Fin mai, entouré de ses «saltimbanques», Stéphane Bern fêtera les 10 ans du «Fou du roi» sur France Inter, une émission qui lui a permis de casser son «image de type un peu coincé» en révélant son sens de l’humour et de l’autodérision.Pari risqué à ses débuts, l’émission est aujourd’hui confortablement installée avec une moyenne de 2 millions d’auditeurs chaque jour en semaine. ««Le Fou du roi», c’était comme si on m’avait donné les clés d’une Porsche sans que j’ai mon permis de conduire: il a fallu apprendre à conduire ce bolide qu’était la tranche horaire de 11h00 dont les audiences s’effondraient», se souvient Stéphane Bern.
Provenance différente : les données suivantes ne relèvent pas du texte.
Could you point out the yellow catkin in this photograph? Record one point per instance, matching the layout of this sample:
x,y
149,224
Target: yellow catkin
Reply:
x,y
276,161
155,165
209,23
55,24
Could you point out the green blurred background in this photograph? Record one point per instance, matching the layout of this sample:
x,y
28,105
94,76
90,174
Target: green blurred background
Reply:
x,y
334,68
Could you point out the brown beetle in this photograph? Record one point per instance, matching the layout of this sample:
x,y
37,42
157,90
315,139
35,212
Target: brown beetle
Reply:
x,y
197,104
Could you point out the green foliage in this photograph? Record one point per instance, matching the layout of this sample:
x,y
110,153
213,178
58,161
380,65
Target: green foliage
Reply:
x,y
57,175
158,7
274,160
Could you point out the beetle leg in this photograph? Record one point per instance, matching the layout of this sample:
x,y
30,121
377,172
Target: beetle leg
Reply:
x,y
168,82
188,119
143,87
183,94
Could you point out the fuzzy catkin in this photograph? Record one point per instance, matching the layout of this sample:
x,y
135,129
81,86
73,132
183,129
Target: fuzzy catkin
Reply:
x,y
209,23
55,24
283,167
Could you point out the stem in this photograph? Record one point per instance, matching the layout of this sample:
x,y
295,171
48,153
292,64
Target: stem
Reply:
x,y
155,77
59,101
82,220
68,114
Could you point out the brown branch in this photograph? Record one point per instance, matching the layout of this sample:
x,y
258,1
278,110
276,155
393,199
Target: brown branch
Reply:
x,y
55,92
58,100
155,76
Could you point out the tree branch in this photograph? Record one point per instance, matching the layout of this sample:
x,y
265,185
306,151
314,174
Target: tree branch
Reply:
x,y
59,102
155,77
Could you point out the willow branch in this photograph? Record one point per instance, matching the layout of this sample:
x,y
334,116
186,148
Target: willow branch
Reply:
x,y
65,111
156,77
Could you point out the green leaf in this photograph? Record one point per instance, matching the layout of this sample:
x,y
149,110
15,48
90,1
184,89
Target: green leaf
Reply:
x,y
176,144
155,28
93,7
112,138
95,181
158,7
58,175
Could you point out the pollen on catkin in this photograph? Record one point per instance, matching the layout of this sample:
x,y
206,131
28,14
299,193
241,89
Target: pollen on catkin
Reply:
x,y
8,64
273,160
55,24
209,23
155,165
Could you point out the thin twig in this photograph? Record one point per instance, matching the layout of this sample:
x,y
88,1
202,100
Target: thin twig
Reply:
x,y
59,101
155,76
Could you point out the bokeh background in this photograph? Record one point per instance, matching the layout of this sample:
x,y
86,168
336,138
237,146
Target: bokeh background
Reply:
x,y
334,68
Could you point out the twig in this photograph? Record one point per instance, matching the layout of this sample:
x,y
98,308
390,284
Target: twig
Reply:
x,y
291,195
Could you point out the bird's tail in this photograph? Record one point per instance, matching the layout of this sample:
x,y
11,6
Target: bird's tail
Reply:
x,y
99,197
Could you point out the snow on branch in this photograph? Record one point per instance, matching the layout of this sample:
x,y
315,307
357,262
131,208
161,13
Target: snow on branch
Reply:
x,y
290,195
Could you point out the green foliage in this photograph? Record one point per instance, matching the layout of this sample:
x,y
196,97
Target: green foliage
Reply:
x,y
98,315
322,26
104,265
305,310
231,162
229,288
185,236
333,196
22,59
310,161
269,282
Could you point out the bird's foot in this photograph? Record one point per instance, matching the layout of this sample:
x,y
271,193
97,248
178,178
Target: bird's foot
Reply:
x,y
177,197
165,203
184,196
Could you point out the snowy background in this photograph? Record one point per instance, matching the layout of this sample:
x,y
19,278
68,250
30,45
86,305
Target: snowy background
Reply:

Choisi par Jean-Luc Hees alors patron de France Inter, le journaliste, ancien présentateur de «Sagas» sur TF1, est attendu au tournant. «Quand je suis arrivé ici, j’avais l’image du type un peu coincé, les cheveux lissés, portant des costumes anglais. Tout était lisse au fond, avec un côté poupon tête à claques: j’étais le type de «Sagas»», s’amuse-t-il.Il serre les dents, car les chroniqueurs de son équipe ne se privent pas de le brocarder. «J’en ai pris parfois plein la figure, mais avec une forme d’inconscience j’ai continué sans me rendre compte que ce qu’on me disait était horrible», reconnaît-il. Deux mille deux cents émissions plus tard, il estime avoir apporté au «Fou du roi» sa «bienveillance», sa «sincérité», son «univers» puisque le titre même de l’émission le ramène à sa connaissance du gotha et des têtes couronnées.